The Cavaliers made it difficult on the Warriors and even took a 2-1 lead. LeBron James put up incredible numbers, but a combination of not having anyone to lean on and being a bit too selfish in the whole Finals experience played out badly for the Cavaliers, losing the final three games of the series, with the Warriors taking the title in six, a number many predicted before the series would be the number of games it would take the team with the best record in the league to win the Finals.
So what’s changed since then? Not much. The Cavaliers were about keeping the roster intact. LeBron James, Iman Shumpert, Kevin Love, Timofey Mozgov, Matthew Dellavedova, James Jones and J.R. Smith were re-signed. Tristan Thompson, after a long and frustrating contract saga finally folded and took a step back from his ridiculous demands, signing a five-year deal as well. The Cavaliers added Richard Jefferson and Mo Williams to strengthen the bench. Anderson Varejao comes back from missing most of last season. The same team, with slight upgrades.
The Cavaliers showed last season that it doesn’t really matter if they finish first in the conference or have to go through at least one series without home court advantage. They were better by miles than anyone else last season, and if James is at his best during the right time, it might not matter who is in front of them, at least from the Eastern conference. It takes a little bit more to beat Western conference teams, although the leading motivational speech line was probably ‘if we had Love and Irving we would have beaten the Warriors.’ That might be true, but dwelling on ifs doesn’t help anyone.
The East isn’t going to be too different compared to last season. The Bulls stayed the same, and health is a key for them. The Wizards and Raptors haven’t budged, the Miami Heat and Boston Celtics are slightly better, and that’s about it when it comes to teams that are relevant to some sort of playoff positional battle in the East. The Cavaliers don’t really have a problem with any of them in terms of matchup, but without Irving for the first two months and James probably trying to take it easy from time to time, expect some difficulties along the way.
As we said, the goal is being healthy for the playoffs. If it comes with home court advantage all the way through, they won’t complain. Home court is what helped the Heat and James win the championship in 2013, going back to Miami behind 3-2 but miraculously pulled off a two-game comeback. An incredible finish to game 6, a dominant game 7. The Cavaliers aren’t planning on giving everyone such a head start this time.
So does this end in a championship or not?
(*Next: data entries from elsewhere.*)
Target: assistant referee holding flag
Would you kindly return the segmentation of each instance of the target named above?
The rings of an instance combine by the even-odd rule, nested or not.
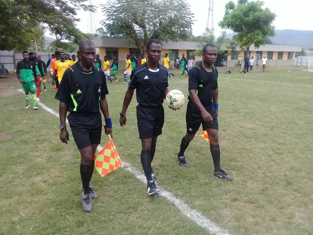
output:
[[[105,99],[109,94],[105,76],[103,71],[93,66],[95,45],[91,41],[84,39],[80,43],[79,48],[80,61],[65,70],[55,98],[60,101],[60,139],[66,144],[69,133],[65,118],[67,112],[69,112],[69,124],[81,158],[83,209],[90,212],[93,209],[92,198],[98,197],[89,182],[95,166],[96,150],[101,139],[102,120],[99,108],[105,118],[106,135],[112,135],[112,126]]]
[[[164,124],[162,104],[169,92],[168,84],[167,70],[159,64],[162,51],[161,43],[157,39],[152,39],[147,43],[146,48],[147,61],[131,72],[120,114],[120,123],[122,127],[126,123],[126,111],[134,91],[137,89],[136,96],[139,103],[137,124],[142,148],[140,159],[147,178],[148,194],[153,196],[160,193],[152,180],[156,175],[151,168],[151,162],[155,152],[156,138],[162,133]]]
[[[202,123],[203,130],[207,131],[210,139],[210,150],[214,164],[213,175],[231,180],[233,177],[227,175],[220,166],[220,152],[217,120],[218,74],[217,70],[213,66],[217,56],[215,46],[213,44],[206,44],[203,48],[202,62],[196,65],[189,72],[189,101],[186,112],[187,133],[182,139],[177,159],[181,166],[188,166],[184,155],[185,150]]]

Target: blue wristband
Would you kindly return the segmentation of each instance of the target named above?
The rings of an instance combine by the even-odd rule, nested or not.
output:
[[[105,128],[112,128],[112,121],[111,120],[111,118],[106,118],[105,120]]]

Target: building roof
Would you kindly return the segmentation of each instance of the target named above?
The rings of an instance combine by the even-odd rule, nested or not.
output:
[[[92,40],[96,47],[126,47],[137,48],[132,39],[130,38],[111,37],[100,37]],[[172,50],[183,49],[197,50],[199,49],[197,42],[190,41],[168,41],[162,42],[162,47]],[[258,49],[255,49],[254,45],[250,47],[250,50],[268,51],[301,51],[302,47],[295,45],[265,44]]]

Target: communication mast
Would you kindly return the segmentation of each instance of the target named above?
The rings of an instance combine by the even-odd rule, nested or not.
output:
[[[93,5],[93,0],[89,0],[89,5]],[[96,23],[95,19],[95,13],[92,11],[88,11],[87,18],[87,33],[90,34],[91,37],[94,38],[94,35],[96,32]]]
[[[214,34],[213,26],[213,0],[209,0],[209,10],[208,13],[208,21],[206,29],[207,36],[209,34]]]

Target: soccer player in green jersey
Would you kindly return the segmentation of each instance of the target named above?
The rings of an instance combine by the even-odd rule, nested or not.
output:
[[[118,79],[117,79],[117,75],[116,73],[117,73],[117,69],[118,68],[118,60],[116,59],[116,56],[113,57],[113,62],[112,64],[111,65],[111,68],[113,67],[113,75],[114,76],[115,81],[118,81]]]
[[[188,76],[188,74],[187,73],[186,71],[187,71],[186,67],[187,67],[188,61],[187,59],[185,57],[185,54],[182,54],[182,60],[180,61],[181,64],[182,65],[182,76],[183,75],[184,73],[186,75],[186,77]]]
[[[28,60],[29,56],[28,52],[26,51],[23,52],[23,60],[19,61],[16,65],[16,76],[19,82],[22,83],[23,89],[25,92],[25,98],[26,99],[26,106],[25,108],[29,107],[29,101],[28,94],[30,91],[32,94],[32,99],[33,105],[33,109],[36,110],[38,107],[36,106],[36,86],[34,80],[34,76],[37,75],[35,63]]]

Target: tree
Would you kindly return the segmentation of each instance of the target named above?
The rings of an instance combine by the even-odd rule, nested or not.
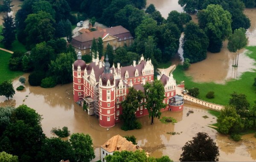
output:
[[[189,59],[191,63],[206,58],[209,40],[198,25],[190,21],[186,24],[182,39],[183,57]]]
[[[24,84],[26,82],[26,78],[25,77],[21,76],[20,77],[20,78],[19,78],[19,81],[20,81],[20,82],[22,84],[22,85],[24,85]]]
[[[131,142],[133,144],[137,145],[137,143],[136,142],[136,138],[134,136],[125,136],[123,137],[126,138],[127,141]]]
[[[209,41],[208,50],[220,51],[222,41],[232,33],[231,15],[218,5],[210,4],[198,14],[199,26],[203,29]]]
[[[68,140],[59,138],[46,138],[37,158],[43,162],[59,162],[60,159],[74,162],[75,152]]]
[[[109,64],[113,65],[113,60],[114,59],[114,50],[113,47],[109,44],[107,45],[107,49],[105,52],[105,58],[107,58],[107,56],[108,57],[108,62]]]
[[[70,53],[61,53],[55,61],[51,61],[49,71],[56,78],[57,83],[66,84],[73,80],[72,64],[75,58]]]
[[[236,61],[234,65],[234,59],[233,58],[233,64],[232,66],[237,67],[238,66],[238,59],[239,57],[239,51],[244,48],[248,43],[248,38],[246,37],[245,32],[246,31],[244,28],[239,28],[236,29],[234,33],[232,34],[228,39],[227,48],[231,52],[236,52],[238,50],[237,54],[237,61],[236,63]]]
[[[26,26],[24,31],[28,34],[26,40],[29,48],[37,43],[50,40],[55,34],[53,27],[55,20],[49,13],[40,11],[37,14],[30,14],[25,22]]]
[[[199,89],[198,88],[192,88],[189,89],[188,94],[190,96],[196,97],[199,94]]]
[[[134,88],[129,88],[129,93],[126,99],[122,102],[123,108],[121,119],[124,121],[122,129],[125,130],[131,130],[139,129],[135,113],[137,109],[143,105],[141,100],[144,97],[143,93],[137,91]]]
[[[89,162],[95,157],[93,140],[88,134],[73,134],[70,139],[75,151],[76,161]]]
[[[237,94],[236,92],[230,95],[231,98],[230,98],[229,101],[230,105],[236,108],[238,114],[243,116],[245,111],[250,108],[250,103],[246,99],[246,96],[241,94]]]
[[[240,133],[244,125],[241,119],[237,114],[236,108],[225,106],[221,110],[217,119],[218,131],[224,134]]]
[[[160,118],[161,109],[164,108],[166,104],[163,103],[165,98],[165,90],[160,80],[154,80],[153,84],[147,82],[144,85],[147,103],[145,106],[151,117],[151,124],[154,124],[154,118]]]
[[[183,68],[184,70],[187,70],[190,67],[190,60],[187,58],[185,58],[184,62],[183,62]]]
[[[3,28],[2,35],[3,37],[2,42],[6,48],[9,49],[12,47],[12,44],[16,39],[15,33],[15,26],[13,18],[12,16],[7,15],[3,17]]]
[[[0,153],[0,162],[18,162],[18,156],[6,153],[5,151]]]
[[[182,162],[216,162],[218,160],[218,147],[216,143],[204,132],[198,132],[193,140],[189,141],[182,147]]]
[[[45,42],[37,44],[31,51],[29,56],[35,70],[47,71],[51,60],[55,60],[56,55],[51,46]]]
[[[115,151],[113,155],[109,155],[105,158],[107,162],[154,162],[154,158],[152,157],[154,160],[149,161],[149,157],[148,157],[145,151],[137,150],[135,152],[122,151],[121,152]]]
[[[0,84],[0,95],[5,96],[9,100],[9,98],[12,98],[14,94],[15,94],[15,91],[12,83],[5,81]]]
[[[154,5],[153,4],[150,4],[148,6],[148,7],[147,7],[145,12],[148,14],[151,14],[156,11],[157,10],[156,10],[156,8],[155,7]]]

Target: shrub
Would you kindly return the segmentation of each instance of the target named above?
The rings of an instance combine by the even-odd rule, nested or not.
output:
[[[41,87],[47,88],[55,87],[57,85],[56,80],[53,77],[47,77],[42,80],[41,82]]]
[[[67,137],[70,135],[70,131],[68,130],[67,127],[62,128],[62,130],[60,128],[57,129],[56,128],[53,128],[51,132],[61,138]]]
[[[45,77],[45,74],[44,71],[35,71],[29,76],[29,82],[32,86],[40,85],[41,81]]]
[[[233,134],[230,135],[230,138],[235,141],[239,141],[241,139],[241,136],[237,134]]]
[[[22,90],[23,90],[23,89],[24,89],[24,88],[25,87],[24,87],[24,86],[23,85],[20,85],[19,86],[17,87],[17,88],[16,88],[16,90],[17,91],[22,91]]]
[[[199,89],[198,88],[189,89],[188,94],[193,97],[196,97],[199,94]]]
[[[213,99],[214,98],[214,92],[213,91],[210,91],[206,94],[206,97],[208,99]]]

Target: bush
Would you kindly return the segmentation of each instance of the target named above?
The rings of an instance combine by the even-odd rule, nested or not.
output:
[[[233,134],[230,135],[230,138],[235,141],[239,141],[242,139],[241,136],[237,134]]]
[[[199,89],[198,88],[189,89],[188,94],[193,97],[196,97],[199,94]]]
[[[214,92],[213,91],[210,91],[206,94],[206,97],[208,99],[213,99],[214,98]]]
[[[29,76],[29,82],[30,85],[38,86],[41,85],[41,81],[45,77],[44,71],[35,71]]]
[[[92,62],[93,58],[91,56],[85,54],[82,56],[82,60],[85,61],[86,63],[89,63]]]
[[[24,88],[25,87],[24,87],[24,86],[23,85],[20,85],[19,86],[17,87],[17,88],[16,88],[16,90],[17,91],[22,91],[22,90],[23,90],[23,89],[24,89]]]
[[[42,80],[40,86],[42,88],[47,88],[54,87],[56,85],[55,79],[52,77],[47,77]]]
[[[51,132],[61,138],[67,137],[70,135],[70,131],[68,130],[67,127],[62,128],[62,130],[60,128],[57,129],[56,128],[53,128]]]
It depends on LeBron James, but not just him. Obviously, there’s no winning without him, but it’ll also take Irving and Love being there during the playoffs. It’ll take the defense of Shumpert and Smith, who hopefully won’t disappear or crumble under the pressure this time. It’ll be up to David Blatt to find solutions against the more and more popular small ball around the league. While the Cavaliers have built themselves for more than one or two years of contention, missing the goal time after time never helps keeping a potential championship team together.